- Born: 1954 Pandua, Hooghly, West Bengal, India
- Died: 8 January 2000 (aged 45) Kolkata, West Bengal, India
- Other names: Nanu Banerjee, Hobu Jamai, Mota Soumitra
- Occupation: Actor
- Years active: 1964–2000
- Known for: Troyee, Guru Dakshina

= Soumitra Banerjee =

Indian actor

Soumitra Bannerjee (1954 – 8 January 2000) was an Indian actor who worked mainly in Bengali cinema. Some of his notable films are Amar Prem, Troyee, Guru Dakshina, IndrajIt, Bhoy, and Badnam. He is best known for playing villainous roles. He is famous for the quote Maaltake Garite Tol from Nawab.

== Biography ==
Soumitra Bannerjee was born in an aristocrat Zamindar family (Banerjee family of Damdama at Pandua, Hooghly). He was multitalented from his childhood. He began his career at the age of eight in Subha O Debotar Grash in 1964. In 1982 he was cast in the lead role in the movie Troyee opposite Debashree Roy and Mithun Chakraborty. The movie became a hit and he began to receive offers from directors afterwards. Despite his desire to play the protagonist, he soon became a typecast in negative roles, especially in the role of a spoilt son of a wealthy father. He has worked in many successful movies as an antagonist.

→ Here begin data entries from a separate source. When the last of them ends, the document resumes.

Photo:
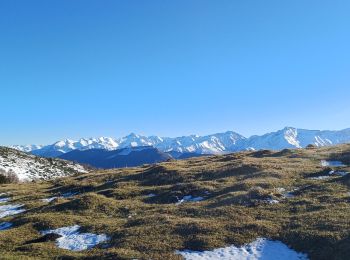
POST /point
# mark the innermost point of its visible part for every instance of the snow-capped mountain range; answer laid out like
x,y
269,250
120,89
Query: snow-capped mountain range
x,y
28,167
219,143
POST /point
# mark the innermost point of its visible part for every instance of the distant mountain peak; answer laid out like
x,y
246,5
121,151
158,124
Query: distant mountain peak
x,y
219,143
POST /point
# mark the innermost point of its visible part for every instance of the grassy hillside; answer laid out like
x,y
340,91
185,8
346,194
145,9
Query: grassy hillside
x,y
240,194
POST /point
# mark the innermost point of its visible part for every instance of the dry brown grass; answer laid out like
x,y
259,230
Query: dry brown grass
x,y
235,211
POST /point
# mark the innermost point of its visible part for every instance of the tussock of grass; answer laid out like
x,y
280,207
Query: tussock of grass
x,y
235,188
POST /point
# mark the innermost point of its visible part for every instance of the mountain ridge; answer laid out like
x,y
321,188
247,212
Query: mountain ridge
x,y
219,143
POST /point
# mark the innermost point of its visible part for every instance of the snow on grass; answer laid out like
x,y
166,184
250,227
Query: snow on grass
x,y
5,225
9,210
339,173
261,249
189,198
49,199
69,194
320,177
71,239
271,201
325,163
4,200
286,194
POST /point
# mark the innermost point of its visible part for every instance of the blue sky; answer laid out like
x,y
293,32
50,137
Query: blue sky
x,y
83,68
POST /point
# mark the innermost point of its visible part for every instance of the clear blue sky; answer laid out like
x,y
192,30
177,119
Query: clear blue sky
x,y
83,68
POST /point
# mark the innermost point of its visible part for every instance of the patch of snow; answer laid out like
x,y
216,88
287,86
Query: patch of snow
x,y
49,199
261,249
189,198
286,194
4,200
69,194
320,178
271,201
5,225
71,239
9,210
325,163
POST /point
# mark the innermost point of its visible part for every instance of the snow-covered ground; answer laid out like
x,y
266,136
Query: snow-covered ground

Soumitra Banerjee died on 8 January 2000. His last film was Khelaghar.
Sarod maestro, music director and writer Abanindra Maitra was his nearest friend, they grew up together since childhood. He gave music in many of his films like Debotar Grash, Jeeban Sangra and others.
Abanindra said Soumitra was a highly talented actor and a singer.

== Filmography ==
All films are in Bengali language, unless mentioned.

| Year | Film | Role |
|---|---|---|
| 1964 | Subha O Debatar Grash |  |
| 1982 | Troyee | Ranjan |
| 1987 | Guru Dakshina |  |
| 1986 | Ashirbad |  |
| 1989 | Mangal Deep |  |
| 1989 | Amar Prem |  |
| 1987 | Pap Punya |  |
| 1990 | Badnam |  |
| 1990 | Ladai |  |
| 1992 | Indrajit | Raja Sanyal |
| 1989 | Sreemati Hansraj |  |
| 1989 | Satarupa |  |
| 1992 | Anutap |  |
| 1991 | Neelimay Neel |  |
| 1992 | Pratham Dekha |  |
| 1988 | Aagaman |  |
| 1994 | Phiriye Dao |  |
| 1989 | Asha O Bhalobasha |  |
| 1994 | Bouma |  |
| 1996 | Bhoy |  |
| 1987 | Amar Sangi |  |
| 1991 | Katha Dilam |  |
| 1989 | Jhankar |  |
| 1995 | Jeevan Yoddha |  |
| 1994 | Rakta Nadir Dhara |  |
| 1990 | Jibansangee |  |
| 1988 | Sudhu Tomari |  |
| 1991 | Ahankar |  |
| 1986 | Abhisap |  |
| 1990 | Alingan | Bikram |
| 1986 | Raj Purush |  |
| 1998 | Ami Je Tomari |  |
| 1990 | Anuraag |  |
| 1988 | Anjali |  |
| 1987 | Ekanto Apon |  |
| 1992 | Jekhane Aashroy |  |
| 1999 | Khelaghar |  |

== Death ==
He died in 2000. He was survived by his wife, actress Rita Koiral.